Lock In by John Scalzi
Published: Tor, 2014
Series: Book 1 of the Lock In Series
Awards Nominated: Campbell Award & Locus SF Awards
“Fifteen years from now, a new virus sweeps the globe. 95% of those afflicted experience nothing worse than fever and headaches. Four percent suffer acute meningitis, creating the largest medical crisis in history. And one percent find themselves "locked in"--fully awake and aware, but unable to move or respond to stimulus. One percent doesn't seem like a lot. But in the United States, that's 1.7 million people "locked in"... including the President's wife and daughter.
Spurred by grief and the sheer magnitude of the suffering, America undertakes a massive scientific initiative. Nothing can restore the ability to control their own bodies to the locked in. But then two new technologies emerge. One is a virtual-reality environment, "The Agora," in which the locked-in can interact with other humans, both locked-in and not.
The other is the discovery that a few rare individuals have brains that are receptive to being controlled by others, meaning that from time to time, those who are locked in can "ride" these people and use their bodies as if they were their own. This skill is quickly regulated, licensed, bonded, and controlled. Nothing can go wrong. Certainly nobody would be tempted to misuse it, for murder, for political power, or worse....”~WWEnd.com
I read this one while traveling for job-hunting, and it was the perfect choice for that slice of my life--interesting, entertaining, and not emotionally distressing. I have a signed copy of Head On, the sequel to Lock In, and I’m planning to read it sometime soon.
My Review: 3.5/5
The central science fiction element of the story is the new virus that causes the “locked in” crisis, and it was interesting to see how society might adapt to handle this kind of a problem. On the accommodations side, the Agora makes sense and it was cute that the robotic proxies were named after C-3PO. The ability to control another human, which is an issue at the heart of this murder mystery, clearly carries the potential for abuse. I enjoyed seeing how the illness and related accommodations had become mundane, everyday reality, and how the new technology was used to make daily tasks simpler. At the point of the story, being locked in is no longer a nightmare, but just ordinary reality for a group of people with distinct social and political needs.
The new technology also adds complications to figuring out the murder mystery.

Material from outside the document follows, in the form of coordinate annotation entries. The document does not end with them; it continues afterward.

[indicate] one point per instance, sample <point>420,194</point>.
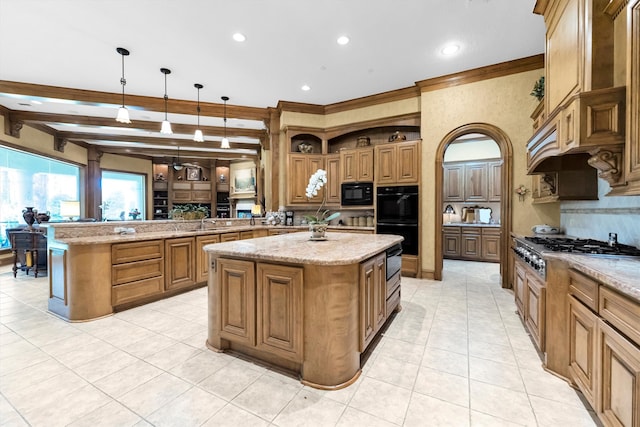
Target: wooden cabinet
<point>373,301</point>
<point>236,306</point>
<point>332,188</point>
<point>202,260</point>
<point>477,181</point>
<point>583,325</point>
<point>619,376</point>
<point>535,300</point>
<point>261,306</point>
<point>490,244</point>
<point>137,271</point>
<point>451,242</point>
<point>301,167</point>
<point>471,243</point>
<point>453,182</point>
<point>530,297</point>
<point>397,163</point>
<point>186,192</point>
<point>356,165</point>
<point>494,181</point>
<point>279,310</point>
<point>180,263</point>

It’s clear whose bodies were at the scene of the crime, but who was inhabiting them at the time and for what purpose? I didn’t figure out the answer in advance, so it was fun to see how everything fit together. This is primarily a procedural case story, though, so it is also a rather light book. The mystery was more engaging than the characters (though I liked them just fine), and the world-building was important inasmuch as it was important to the case. Sometimes that’s exactly the kind of story you want, though, and I am looking forward to reading about Agent Chris and Leslie’s next case.